Medication Safety Practices


According to the Centers for Disease Control and Prevention (CDC), approximately 60,000 children require emergency department care each year because they accessed and ingested medications while unsupervised. Keeping medications or vitamins in the home is unavoidable, so safe medication practices must be followed.

Tips for safe storage

  • Medication should be stored in a location out-of-reach and out-of-sight of children to prevent curiosity and accidental ingestion.
  • Prescriptions should be stored according to package directions; the bathroom is not a good place for medication storage due to high humidity levels.
  • Medication should be put away every time after use.
  • Safety caps on medication bottles should always be secured.
  • Children in the home should be taught about medication safety.
  • Medication should never be compared to candy when trying to urge children to take their medication.
  • Family members, guests and any visitors should be advised to keep purses, bags or anything that may contain medication out-of-reach and out-of-sight of children.
  • The Poison Control Center phone number (1-800-222-1222) should be kept in a handy place to save valuable time in an emergency.

Tips to prevent prescription theft

Unfortunately, prescription theft is also a concern. When depending on medications to function, having them stolen can throw one's life into chaos.
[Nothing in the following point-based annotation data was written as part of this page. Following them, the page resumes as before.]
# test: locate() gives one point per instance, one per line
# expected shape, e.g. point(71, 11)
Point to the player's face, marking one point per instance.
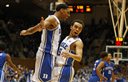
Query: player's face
point(76, 29)
point(65, 14)
point(109, 56)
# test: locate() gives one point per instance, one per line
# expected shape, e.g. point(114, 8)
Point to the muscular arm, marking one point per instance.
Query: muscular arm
point(113, 77)
point(79, 52)
point(48, 23)
point(10, 63)
point(98, 71)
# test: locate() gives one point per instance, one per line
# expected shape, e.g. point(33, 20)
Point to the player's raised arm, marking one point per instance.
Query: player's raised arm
point(48, 23)
point(10, 63)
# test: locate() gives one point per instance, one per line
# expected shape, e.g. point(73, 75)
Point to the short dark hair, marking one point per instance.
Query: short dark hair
point(2, 46)
point(103, 54)
point(77, 20)
point(61, 6)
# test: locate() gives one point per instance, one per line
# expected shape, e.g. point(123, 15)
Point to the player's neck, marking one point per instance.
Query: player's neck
point(57, 15)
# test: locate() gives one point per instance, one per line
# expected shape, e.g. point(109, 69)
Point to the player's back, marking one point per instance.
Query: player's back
point(50, 38)
point(65, 46)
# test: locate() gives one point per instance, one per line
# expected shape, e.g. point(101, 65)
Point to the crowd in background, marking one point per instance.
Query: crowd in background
point(94, 36)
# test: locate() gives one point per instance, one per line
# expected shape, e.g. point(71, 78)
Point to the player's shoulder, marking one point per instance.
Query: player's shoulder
point(51, 18)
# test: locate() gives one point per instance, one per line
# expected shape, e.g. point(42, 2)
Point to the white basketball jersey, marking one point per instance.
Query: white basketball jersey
point(65, 46)
point(50, 39)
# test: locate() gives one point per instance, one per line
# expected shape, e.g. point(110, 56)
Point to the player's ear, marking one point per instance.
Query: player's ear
point(71, 27)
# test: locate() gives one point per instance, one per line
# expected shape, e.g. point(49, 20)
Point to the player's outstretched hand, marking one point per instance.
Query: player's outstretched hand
point(23, 32)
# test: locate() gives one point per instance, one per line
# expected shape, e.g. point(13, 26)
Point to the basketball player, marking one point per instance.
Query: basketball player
point(5, 58)
point(51, 31)
point(97, 76)
point(71, 48)
point(108, 71)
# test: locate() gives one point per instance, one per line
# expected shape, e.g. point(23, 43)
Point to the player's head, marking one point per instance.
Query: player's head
point(77, 26)
point(109, 56)
point(2, 46)
point(104, 55)
point(63, 10)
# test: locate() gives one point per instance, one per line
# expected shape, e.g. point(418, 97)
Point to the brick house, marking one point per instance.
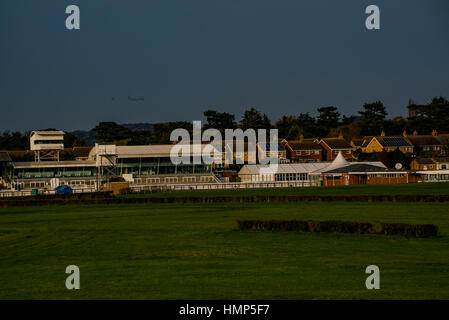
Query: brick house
point(423, 164)
point(332, 146)
point(425, 143)
point(374, 144)
point(304, 150)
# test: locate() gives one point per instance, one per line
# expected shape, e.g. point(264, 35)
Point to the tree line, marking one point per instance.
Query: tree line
point(329, 122)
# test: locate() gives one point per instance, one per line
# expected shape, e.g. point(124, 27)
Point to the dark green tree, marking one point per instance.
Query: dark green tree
point(372, 118)
point(328, 118)
point(219, 120)
point(253, 119)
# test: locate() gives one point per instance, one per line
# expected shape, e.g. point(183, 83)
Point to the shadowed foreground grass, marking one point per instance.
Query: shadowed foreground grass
point(195, 252)
point(439, 188)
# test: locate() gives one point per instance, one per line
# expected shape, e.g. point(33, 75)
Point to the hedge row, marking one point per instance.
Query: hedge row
point(102, 198)
point(405, 229)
Here are a few tips to prevent this from happening:

  • Individuals should be discreet about any medications they currently take to help prevent theft.
  • Regular counts of medications should be done to ensure none are missing.
  • If medications are ordered by mail, installing a locking mailbox helps to ensure medications are not stolen from the mailbox.
  • Medication safes provide secure storage in the home and are easily concealed out of sight.
  • Empty medication bottles with label information intact should not be placed in garbage cans or recycling containers that are easily viewed by the public. All personal information should be removed from the bottle before placing it in a recycling container or garbage can.
  • When traveling (even if just running an errand), medication should be kept in the original container from the pharmacy.
  • Prescription medications should never be shared or sold under any circumstances.

It is easy to become careless with medications when an individual requires several medications on a daily basis. However, it is vital to be discreet and practice safe storage, no matter what. It is difficult to determine who may be dealing with an addiction issue or who would steal medication to sell it for monetary gain.